One of China’s premier automotive brands has revealed it will integrate a ChatGPT-like bot into some of its product line up.
Great Wall Motors (GWM), the country’s most successful SUV manufacturer, released a statement in early August announcing it had established a partnership with ‘Ernie Bot’ developer and search engine giant, Baidu, as the firm seeks to make its offering more connected and intelligent.
GWM has tested the large language model’s features in its current production line up, adding that several Ernie Bot features will be incorporated into GWM’s commercial offering, according to the statement.
Ernie Bot (the Enhanced Representation through Knowledge Integration) is an AI chatbot based on Ernie 3.0 Titan, a large language model Baidu has had under development since 2019.
It is capable of processing massive amounts of data ‘scrape’ or harvested off the internet, either manually or by bots and web crawlers. Ernie Bot and other chatbots like it generate content by receiving input and repeatedly attempting to create or predict the next token.
In June, Baidu claimed its most updated chatbot, Ernie 3.5, surpassed ChatGPT 3.5 and even outperformed the more sophisticated ChatGPT 4.0 in terms of its Chinese language capabilities.
The tech behemoth is aggressively promoting the model and recently announced it would open a more than $139 million venture fund to invest in local AI startups.
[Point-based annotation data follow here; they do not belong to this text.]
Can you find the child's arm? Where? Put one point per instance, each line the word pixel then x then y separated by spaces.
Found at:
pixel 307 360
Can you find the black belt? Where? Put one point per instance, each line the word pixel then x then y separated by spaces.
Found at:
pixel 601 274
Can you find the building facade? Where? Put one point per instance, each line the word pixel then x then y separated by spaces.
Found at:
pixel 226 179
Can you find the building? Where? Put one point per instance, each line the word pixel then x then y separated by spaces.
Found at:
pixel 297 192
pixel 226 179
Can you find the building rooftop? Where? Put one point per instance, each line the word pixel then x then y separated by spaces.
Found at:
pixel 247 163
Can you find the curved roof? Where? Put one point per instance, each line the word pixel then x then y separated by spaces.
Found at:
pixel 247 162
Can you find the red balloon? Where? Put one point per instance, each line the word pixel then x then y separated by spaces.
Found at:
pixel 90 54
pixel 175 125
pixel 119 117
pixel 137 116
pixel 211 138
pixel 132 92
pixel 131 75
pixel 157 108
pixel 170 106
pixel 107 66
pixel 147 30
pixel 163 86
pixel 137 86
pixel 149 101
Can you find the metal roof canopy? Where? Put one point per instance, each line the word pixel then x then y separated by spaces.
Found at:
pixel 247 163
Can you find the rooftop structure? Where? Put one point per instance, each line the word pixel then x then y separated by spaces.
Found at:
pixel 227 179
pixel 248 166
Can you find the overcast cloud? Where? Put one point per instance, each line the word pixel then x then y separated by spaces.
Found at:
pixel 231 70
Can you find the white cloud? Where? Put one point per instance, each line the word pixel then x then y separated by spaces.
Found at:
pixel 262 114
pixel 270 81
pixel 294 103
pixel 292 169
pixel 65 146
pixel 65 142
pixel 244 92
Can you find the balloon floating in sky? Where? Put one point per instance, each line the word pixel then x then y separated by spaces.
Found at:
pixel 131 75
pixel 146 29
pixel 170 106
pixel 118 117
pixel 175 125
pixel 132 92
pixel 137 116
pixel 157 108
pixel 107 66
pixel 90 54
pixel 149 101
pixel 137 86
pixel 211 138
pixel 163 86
Successful early testing meant GWM was one step closer to making chatbot-integrated cars available to their customers, said Cao Hua, a partner at the Shanghai-based private equity firm, Unity Asset Management. Ernie Bot’s usage would increase significantly with the recent collaboration, he added.
GWM has not revealed which of its current or future line up will be integrated with Ernie Bot and has also remained tight-lipped on a possible launch date.
Baidu confirmed it was in advanced talks with other automotive brands, including the Geely-owned joint ventures, Smart and Lynk, to outfit future products with the chatbot. Naturally, Baidu’s electric vehicle subsidiary, Jidu, will be sold with Ernie Bot functionality.
It should be noted that no Jidu EVs have rolled off assembly lines, with production scheduled to commence later this year, according to the South China Morning Post.